CREST is a not-for-profit “accreditation body whose role is to create and maintain high standards within the cyber security sector and to drive a consistency of quality across its member organisations to offer assurance to the buying community.”
Aimed at creating a standard for buyers and sellers of cybersecurity products and services, Brennan emphasized the CREST accreditation is a process that concentrates on the methodologies, remediation and compliance for penetration testing for individuals and companies. It is not a regulatory body.
“This is manual humans doing penetration testing, SOC management things of that nature in a product agnostic, neutral way. This has nothing to do with a widget with a blinky light,” said Brennan, who serves as a CREST Americas board member. “This has to do with do the people on the team understand the process of data handling controls when they prove beyond a reasonable doubt there is traceability in a chain of custody.”
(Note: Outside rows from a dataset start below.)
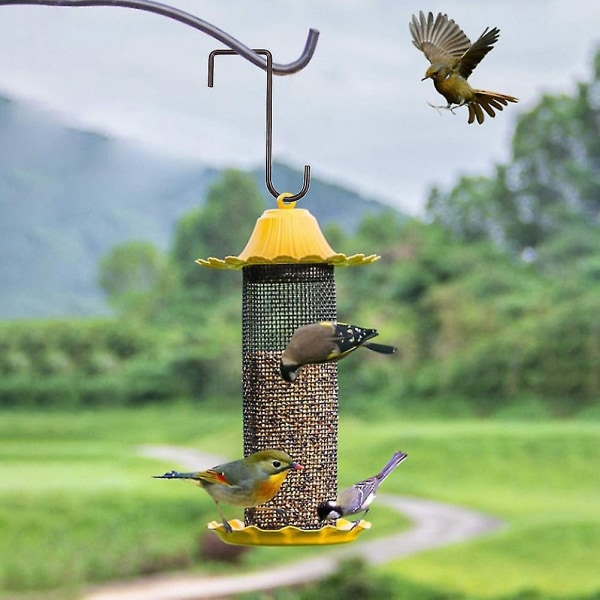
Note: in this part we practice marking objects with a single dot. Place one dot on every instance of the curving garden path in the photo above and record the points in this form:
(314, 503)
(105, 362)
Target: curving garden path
(434, 525)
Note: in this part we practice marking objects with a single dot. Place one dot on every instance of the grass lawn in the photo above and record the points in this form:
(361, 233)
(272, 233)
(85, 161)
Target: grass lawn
(77, 504)
(542, 478)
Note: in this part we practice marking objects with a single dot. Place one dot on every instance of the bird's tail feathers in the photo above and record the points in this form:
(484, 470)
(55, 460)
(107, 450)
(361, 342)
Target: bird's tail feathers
(396, 459)
(487, 101)
(381, 348)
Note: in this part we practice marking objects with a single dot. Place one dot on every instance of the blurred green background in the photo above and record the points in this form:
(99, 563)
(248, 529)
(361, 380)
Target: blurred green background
(493, 299)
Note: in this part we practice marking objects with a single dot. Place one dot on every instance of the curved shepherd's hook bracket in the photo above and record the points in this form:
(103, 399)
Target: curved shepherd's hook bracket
(269, 125)
(188, 19)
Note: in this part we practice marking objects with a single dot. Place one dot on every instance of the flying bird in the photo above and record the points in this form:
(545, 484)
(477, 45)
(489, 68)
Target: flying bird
(453, 58)
(247, 482)
(326, 341)
(358, 497)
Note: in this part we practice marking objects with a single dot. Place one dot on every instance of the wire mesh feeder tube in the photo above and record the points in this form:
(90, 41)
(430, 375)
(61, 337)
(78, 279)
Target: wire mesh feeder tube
(300, 418)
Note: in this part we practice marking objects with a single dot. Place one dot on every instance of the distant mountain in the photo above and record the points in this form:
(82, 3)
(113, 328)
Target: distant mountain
(67, 196)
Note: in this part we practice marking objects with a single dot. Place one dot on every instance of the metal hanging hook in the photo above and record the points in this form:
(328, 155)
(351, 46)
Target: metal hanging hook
(189, 19)
(269, 124)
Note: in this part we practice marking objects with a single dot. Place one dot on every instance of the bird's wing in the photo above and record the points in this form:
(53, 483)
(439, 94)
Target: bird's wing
(349, 337)
(472, 57)
(439, 38)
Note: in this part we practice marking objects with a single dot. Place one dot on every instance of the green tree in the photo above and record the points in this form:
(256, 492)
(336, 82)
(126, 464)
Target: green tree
(554, 176)
(132, 272)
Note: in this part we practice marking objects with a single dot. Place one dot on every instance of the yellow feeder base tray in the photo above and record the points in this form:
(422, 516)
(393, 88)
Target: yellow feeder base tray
(342, 532)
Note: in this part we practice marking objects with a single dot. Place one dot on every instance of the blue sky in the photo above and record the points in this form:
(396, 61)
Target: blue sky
(357, 114)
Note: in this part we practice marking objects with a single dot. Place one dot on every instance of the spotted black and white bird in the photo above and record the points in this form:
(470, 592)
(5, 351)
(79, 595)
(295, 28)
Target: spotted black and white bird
(326, 341)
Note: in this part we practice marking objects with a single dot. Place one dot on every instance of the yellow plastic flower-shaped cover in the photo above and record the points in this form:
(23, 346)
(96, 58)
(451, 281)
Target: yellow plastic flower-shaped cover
(287, 235)
(342, 532)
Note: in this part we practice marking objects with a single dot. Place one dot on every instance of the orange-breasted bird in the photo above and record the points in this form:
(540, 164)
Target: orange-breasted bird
(247, 482)
(325, 341)
(453, 58)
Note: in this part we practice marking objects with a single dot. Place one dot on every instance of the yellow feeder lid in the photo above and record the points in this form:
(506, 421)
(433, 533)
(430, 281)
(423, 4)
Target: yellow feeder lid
(287, 235)
(342, 532)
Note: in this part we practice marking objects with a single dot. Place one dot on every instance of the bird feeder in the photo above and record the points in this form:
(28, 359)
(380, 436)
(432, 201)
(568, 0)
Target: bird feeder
(288, 281)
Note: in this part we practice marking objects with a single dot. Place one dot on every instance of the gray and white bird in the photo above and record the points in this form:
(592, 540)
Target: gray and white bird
(358, 497)
(326, 341)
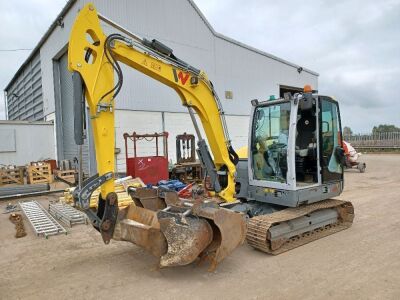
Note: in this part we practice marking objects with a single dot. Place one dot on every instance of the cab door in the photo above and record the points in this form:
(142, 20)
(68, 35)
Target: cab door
(330, 130)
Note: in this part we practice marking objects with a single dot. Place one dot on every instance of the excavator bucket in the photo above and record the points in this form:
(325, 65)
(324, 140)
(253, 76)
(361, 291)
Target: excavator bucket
(141, 227)
(179, 235)
(229, 231)
(187, 238)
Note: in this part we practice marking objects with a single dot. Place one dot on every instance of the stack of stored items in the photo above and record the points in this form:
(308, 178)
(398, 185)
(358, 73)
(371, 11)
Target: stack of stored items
(14, 190)
(39, 172)
(42, 222)
(66, 172)
(67, 214)
(16, 219)
(121, 186)
(11, 175)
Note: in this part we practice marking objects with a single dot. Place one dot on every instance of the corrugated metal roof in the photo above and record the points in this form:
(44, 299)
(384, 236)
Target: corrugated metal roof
(17, 122)
(42, 40)
(70, 3)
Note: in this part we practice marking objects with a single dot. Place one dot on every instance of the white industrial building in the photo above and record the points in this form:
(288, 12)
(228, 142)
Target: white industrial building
(41, 90)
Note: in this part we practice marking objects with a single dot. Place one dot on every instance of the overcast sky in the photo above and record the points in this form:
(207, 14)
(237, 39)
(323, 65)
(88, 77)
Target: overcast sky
(353, 45)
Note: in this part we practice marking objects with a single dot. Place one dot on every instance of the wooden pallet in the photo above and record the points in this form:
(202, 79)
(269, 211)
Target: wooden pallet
(11, 175)
(39, 173)
(67, 175)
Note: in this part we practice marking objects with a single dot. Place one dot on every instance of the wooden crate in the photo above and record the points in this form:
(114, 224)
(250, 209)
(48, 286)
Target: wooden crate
(67, 175)
(11, 175)
(39, 173)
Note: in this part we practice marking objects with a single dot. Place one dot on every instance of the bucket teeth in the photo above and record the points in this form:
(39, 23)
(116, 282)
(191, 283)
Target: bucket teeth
(186, 237)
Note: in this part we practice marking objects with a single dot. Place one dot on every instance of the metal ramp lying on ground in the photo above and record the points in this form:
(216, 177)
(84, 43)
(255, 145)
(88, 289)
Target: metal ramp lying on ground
(67, 214)
(42, 222)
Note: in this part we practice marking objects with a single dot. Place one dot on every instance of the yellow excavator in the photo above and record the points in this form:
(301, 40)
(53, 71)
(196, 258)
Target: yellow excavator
(277, 198)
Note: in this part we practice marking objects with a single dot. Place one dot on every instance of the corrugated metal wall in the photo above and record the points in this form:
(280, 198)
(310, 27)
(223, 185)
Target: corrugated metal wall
(33, 141)
(232, 67)
(176, 23)
(24, 95)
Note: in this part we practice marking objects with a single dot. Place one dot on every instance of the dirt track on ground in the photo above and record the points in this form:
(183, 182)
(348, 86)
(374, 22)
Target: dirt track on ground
(362, 262)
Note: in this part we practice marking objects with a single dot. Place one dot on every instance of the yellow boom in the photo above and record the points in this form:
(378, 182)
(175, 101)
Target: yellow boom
(94, 55)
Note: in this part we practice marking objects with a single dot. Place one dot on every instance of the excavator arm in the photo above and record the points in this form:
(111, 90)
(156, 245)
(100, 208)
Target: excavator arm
(94, 59)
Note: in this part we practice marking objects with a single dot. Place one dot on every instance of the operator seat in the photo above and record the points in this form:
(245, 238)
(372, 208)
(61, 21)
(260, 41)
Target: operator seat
(306, 139)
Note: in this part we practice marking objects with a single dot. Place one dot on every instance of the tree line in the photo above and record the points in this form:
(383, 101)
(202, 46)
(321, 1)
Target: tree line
(377, 129)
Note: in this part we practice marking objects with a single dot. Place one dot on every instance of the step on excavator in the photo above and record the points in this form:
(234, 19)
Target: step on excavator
(278, 197)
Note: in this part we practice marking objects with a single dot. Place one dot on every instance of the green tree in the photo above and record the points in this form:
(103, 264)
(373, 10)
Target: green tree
(385, 128)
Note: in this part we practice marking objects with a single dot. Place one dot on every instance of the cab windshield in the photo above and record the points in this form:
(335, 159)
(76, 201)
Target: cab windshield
(269, 142)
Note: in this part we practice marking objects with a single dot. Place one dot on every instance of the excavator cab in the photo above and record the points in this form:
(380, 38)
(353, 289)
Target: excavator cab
(294, 150)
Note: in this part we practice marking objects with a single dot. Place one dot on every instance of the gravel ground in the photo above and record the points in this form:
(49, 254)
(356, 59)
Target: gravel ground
(362, 262)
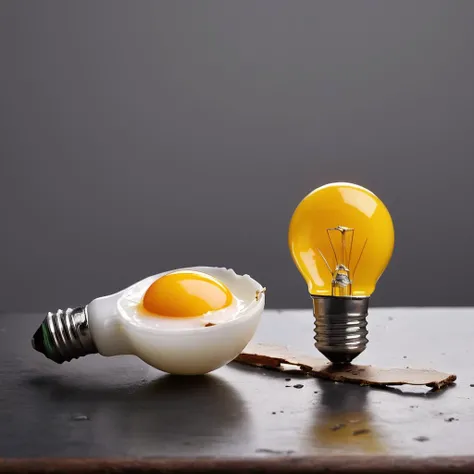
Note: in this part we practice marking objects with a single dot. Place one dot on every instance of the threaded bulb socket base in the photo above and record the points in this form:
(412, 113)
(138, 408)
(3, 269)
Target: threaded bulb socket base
(64, 335)
(340, 326)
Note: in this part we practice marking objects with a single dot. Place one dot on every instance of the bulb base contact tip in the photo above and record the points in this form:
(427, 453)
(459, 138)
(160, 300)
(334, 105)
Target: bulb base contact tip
(340, 326)
(64, 335)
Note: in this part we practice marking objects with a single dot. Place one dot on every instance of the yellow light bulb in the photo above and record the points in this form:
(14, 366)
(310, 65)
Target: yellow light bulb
(341, 239)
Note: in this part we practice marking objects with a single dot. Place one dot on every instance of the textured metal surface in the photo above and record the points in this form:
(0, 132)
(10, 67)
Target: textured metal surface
(116, 408)
(340, 326)
(64, 335)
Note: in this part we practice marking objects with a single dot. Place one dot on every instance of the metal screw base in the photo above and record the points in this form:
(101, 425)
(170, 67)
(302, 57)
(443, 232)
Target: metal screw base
(340, 326)
(64, 335)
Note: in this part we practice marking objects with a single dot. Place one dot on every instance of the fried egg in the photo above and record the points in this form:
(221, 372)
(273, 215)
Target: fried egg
(191, 320)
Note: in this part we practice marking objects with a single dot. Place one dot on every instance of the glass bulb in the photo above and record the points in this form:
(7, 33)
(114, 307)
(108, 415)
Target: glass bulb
(105, 326)
(341, 239)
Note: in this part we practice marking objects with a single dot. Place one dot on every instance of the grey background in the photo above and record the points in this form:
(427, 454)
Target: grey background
(137, 137)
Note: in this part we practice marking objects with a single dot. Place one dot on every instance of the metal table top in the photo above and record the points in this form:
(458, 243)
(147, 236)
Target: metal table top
(107, 408)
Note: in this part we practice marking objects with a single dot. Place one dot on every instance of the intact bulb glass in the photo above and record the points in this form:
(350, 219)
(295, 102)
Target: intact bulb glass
(341, 238)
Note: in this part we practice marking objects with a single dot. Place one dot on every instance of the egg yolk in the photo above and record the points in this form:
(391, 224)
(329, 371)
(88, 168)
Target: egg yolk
(186, 294)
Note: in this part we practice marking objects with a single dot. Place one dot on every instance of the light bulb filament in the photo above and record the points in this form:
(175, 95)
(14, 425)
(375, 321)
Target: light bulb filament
(342, 276)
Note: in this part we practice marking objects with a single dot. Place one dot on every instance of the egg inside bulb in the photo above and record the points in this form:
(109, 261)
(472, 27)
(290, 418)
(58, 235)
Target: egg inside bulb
(183, 294)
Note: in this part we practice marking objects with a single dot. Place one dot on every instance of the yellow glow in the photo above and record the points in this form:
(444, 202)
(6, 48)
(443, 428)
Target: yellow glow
(186, 294)
(341, 239)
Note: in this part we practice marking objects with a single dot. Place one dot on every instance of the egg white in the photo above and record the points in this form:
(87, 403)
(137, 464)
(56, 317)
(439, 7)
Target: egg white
(186, 345)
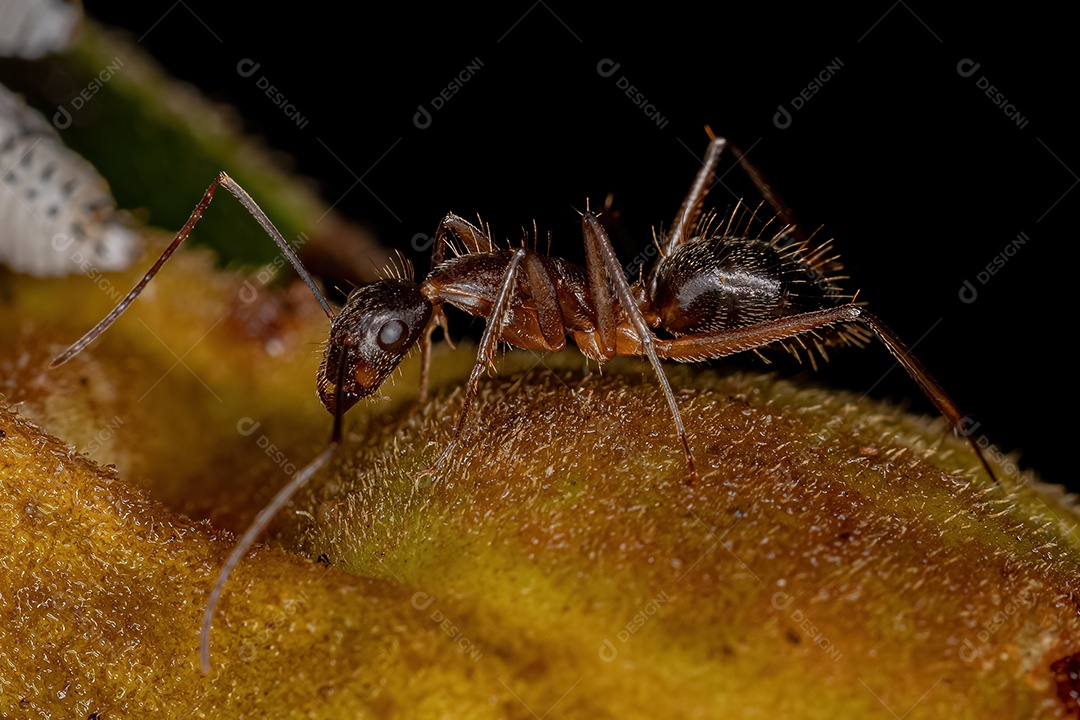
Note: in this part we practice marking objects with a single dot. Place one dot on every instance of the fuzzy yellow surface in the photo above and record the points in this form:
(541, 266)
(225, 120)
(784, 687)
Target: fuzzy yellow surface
(837, 558)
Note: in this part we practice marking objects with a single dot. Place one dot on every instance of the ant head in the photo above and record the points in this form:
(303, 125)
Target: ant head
(378, 325)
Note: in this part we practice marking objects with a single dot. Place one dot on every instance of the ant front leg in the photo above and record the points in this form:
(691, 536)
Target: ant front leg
(549, 318)
(475, 241)
(601, 260)
(496, 322)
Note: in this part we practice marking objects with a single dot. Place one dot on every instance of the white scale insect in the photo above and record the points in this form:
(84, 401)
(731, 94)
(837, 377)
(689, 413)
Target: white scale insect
(56, 214)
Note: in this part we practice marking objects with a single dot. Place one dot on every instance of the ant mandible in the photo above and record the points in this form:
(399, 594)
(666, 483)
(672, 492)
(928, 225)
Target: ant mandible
(711, 295)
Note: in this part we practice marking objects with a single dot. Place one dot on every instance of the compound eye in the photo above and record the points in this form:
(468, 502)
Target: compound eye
(392, 335)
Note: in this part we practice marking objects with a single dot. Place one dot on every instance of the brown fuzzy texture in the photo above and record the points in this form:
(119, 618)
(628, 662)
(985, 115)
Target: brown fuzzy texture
(837, 557)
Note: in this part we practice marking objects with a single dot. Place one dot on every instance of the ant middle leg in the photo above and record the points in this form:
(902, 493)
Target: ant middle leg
(601, 260)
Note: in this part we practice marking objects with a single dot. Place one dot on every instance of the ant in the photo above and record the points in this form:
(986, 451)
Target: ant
(711, 294)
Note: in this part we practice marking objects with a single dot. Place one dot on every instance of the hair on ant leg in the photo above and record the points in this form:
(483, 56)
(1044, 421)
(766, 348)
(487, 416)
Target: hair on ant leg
(713, 291)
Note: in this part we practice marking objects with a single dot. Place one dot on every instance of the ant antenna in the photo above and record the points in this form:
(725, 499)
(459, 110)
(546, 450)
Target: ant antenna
(245, 200)
(262, 519)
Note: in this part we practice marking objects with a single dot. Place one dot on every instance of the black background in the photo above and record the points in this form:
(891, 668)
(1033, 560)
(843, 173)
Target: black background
(915, 172)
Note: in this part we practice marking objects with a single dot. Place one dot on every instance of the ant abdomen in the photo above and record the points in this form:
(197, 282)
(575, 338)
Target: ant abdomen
(717, 283)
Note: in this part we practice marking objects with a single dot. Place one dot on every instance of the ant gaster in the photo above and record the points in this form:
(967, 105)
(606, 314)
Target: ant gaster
(710, 295)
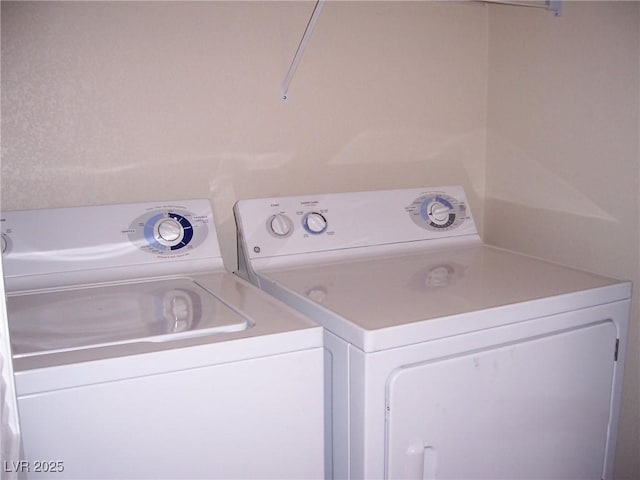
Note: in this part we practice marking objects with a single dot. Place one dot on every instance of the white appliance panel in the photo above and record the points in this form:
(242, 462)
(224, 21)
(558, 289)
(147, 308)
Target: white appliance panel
(245, 419)
(95, 316)
(412, 298)
(138, 356)
(506, 412)
(378, 302)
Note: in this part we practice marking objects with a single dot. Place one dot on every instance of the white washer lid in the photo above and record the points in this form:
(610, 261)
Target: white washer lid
(70, 319)
(365, 299)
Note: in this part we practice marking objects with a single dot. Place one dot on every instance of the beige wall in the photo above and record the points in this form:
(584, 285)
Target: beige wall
(563, 161)
(120, 102)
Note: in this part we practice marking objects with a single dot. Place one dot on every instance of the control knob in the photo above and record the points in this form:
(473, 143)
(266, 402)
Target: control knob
(280, 225)
(315, 223)
(169, 231)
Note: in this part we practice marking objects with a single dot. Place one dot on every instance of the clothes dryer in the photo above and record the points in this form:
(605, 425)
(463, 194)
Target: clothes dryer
(136, 355)
(450, 359)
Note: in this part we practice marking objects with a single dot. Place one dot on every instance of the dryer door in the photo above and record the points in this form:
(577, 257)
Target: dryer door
(538, 408)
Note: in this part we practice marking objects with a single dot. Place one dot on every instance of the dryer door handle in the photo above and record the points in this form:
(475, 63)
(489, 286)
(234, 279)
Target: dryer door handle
(421, 461)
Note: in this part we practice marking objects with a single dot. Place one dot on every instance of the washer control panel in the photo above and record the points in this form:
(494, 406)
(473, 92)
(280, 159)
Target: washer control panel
(50, 247)
(168, 231)
(305, 224)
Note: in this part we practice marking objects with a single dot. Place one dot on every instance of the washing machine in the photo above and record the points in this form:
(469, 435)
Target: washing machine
(448, 358)
(136, 355)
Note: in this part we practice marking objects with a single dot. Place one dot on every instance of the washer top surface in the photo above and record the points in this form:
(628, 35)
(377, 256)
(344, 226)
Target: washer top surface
(364, 299)
(115, 281)
(159, 310)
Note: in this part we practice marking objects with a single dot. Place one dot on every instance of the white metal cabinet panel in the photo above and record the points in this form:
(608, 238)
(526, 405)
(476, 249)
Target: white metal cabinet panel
(258, 418)
(535, 409)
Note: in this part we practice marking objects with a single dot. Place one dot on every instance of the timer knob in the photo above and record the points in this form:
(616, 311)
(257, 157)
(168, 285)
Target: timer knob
(315, 223)
(438, 212)
(280, 225)
(169, 231)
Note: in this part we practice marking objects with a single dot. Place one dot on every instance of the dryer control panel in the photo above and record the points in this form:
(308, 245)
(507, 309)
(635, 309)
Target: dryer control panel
(315, 223)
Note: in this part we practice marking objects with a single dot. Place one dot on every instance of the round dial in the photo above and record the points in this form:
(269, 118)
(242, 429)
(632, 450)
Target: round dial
(169, 231)
(314, 223)
(437, 211)
(166, 232)
(280, 225)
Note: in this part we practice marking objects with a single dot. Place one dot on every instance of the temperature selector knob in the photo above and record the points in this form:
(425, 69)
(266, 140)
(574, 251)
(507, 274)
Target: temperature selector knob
(314, 222)
(280, 225)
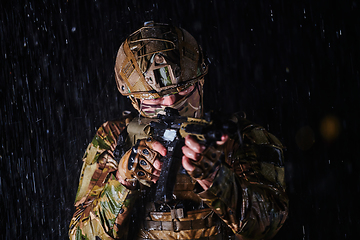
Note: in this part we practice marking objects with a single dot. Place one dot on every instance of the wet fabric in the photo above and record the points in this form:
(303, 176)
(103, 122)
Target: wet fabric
(247, 198)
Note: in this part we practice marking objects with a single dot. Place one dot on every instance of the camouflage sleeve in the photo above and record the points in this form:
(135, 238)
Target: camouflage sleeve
(102, 203)
(248, 192)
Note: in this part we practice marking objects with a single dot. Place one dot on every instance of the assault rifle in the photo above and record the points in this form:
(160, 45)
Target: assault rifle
(170, 130)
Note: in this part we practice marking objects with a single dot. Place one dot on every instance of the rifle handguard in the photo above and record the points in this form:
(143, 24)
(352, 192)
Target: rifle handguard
(208, 163)
(137, 163)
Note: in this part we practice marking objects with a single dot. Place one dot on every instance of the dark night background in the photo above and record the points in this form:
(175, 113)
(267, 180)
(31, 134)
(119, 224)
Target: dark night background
(292, 66)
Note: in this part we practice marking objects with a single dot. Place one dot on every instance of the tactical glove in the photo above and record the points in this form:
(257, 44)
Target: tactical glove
(137, 163)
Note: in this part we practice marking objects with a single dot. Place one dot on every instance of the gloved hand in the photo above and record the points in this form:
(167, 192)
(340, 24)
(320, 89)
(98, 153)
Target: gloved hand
(141, 163)
(200, 162)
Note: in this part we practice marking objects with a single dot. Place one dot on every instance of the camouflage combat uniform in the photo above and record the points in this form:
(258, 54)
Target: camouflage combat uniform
(247, 198)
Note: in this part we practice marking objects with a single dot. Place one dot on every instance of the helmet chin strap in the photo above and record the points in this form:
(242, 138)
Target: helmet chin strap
(190, 105)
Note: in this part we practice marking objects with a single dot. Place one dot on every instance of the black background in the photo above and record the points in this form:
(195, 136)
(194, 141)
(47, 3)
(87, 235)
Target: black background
(290, 65)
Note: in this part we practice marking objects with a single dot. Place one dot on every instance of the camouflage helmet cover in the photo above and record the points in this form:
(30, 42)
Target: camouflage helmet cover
(158, 60)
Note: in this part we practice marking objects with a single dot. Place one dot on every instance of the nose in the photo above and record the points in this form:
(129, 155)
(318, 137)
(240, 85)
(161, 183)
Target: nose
(169, 100)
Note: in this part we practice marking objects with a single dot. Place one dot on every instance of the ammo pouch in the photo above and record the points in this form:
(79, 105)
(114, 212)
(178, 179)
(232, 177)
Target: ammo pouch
(198, 224)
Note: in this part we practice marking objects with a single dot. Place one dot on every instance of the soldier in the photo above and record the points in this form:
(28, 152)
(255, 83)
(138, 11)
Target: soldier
(243, 197)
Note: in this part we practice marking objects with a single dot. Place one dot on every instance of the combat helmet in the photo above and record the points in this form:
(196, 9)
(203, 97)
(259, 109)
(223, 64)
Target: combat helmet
(158, 60)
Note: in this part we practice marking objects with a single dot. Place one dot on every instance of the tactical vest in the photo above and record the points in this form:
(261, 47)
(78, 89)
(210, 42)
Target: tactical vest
(185, 217)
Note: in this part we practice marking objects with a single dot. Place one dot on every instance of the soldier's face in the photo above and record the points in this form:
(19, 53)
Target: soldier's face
(168, 100)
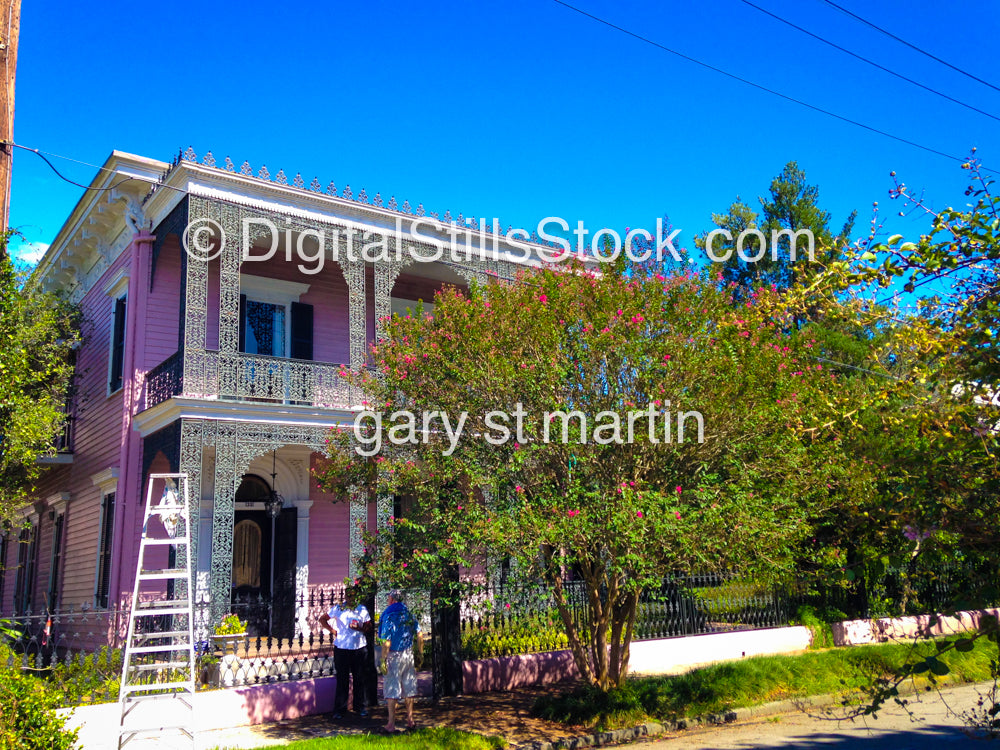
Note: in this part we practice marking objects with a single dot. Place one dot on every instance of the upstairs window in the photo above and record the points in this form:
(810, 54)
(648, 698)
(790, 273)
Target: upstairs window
(117, 363)
(24, 582)
(273, 323)
(55, 564)
(262, 328)
(102, 588)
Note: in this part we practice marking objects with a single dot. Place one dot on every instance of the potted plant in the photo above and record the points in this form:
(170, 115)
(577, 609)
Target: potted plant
(229, 631)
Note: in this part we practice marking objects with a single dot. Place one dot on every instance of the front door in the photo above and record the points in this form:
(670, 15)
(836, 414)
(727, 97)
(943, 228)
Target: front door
(252, 569)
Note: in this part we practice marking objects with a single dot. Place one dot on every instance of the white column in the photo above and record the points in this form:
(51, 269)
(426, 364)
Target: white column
(302, 568)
Brennan and attendees discussed comparable information security certifications and standards, including the Offensive Security Certified Professional (OSCP), the PCI Data Security Standard (PCI DSS) and the National Security Agency’s Cyber Assurance Program (NSCAP).
GCHQ helped roll out CREST in the U.K. and Singapore before CREST took over the management of the NSA’s Cyber Incident Response Assistance (CIRA) accreditation program in 2016. The program screens cybersecurity organizations for qualifications to become potential business partners.
BugHeist Partners with Penteston to Provide Crowd Testing Services
A cloud-based platform, PENTESTON tests network devices, custom web applications and internet telecommunications devices for software bugs and flaws.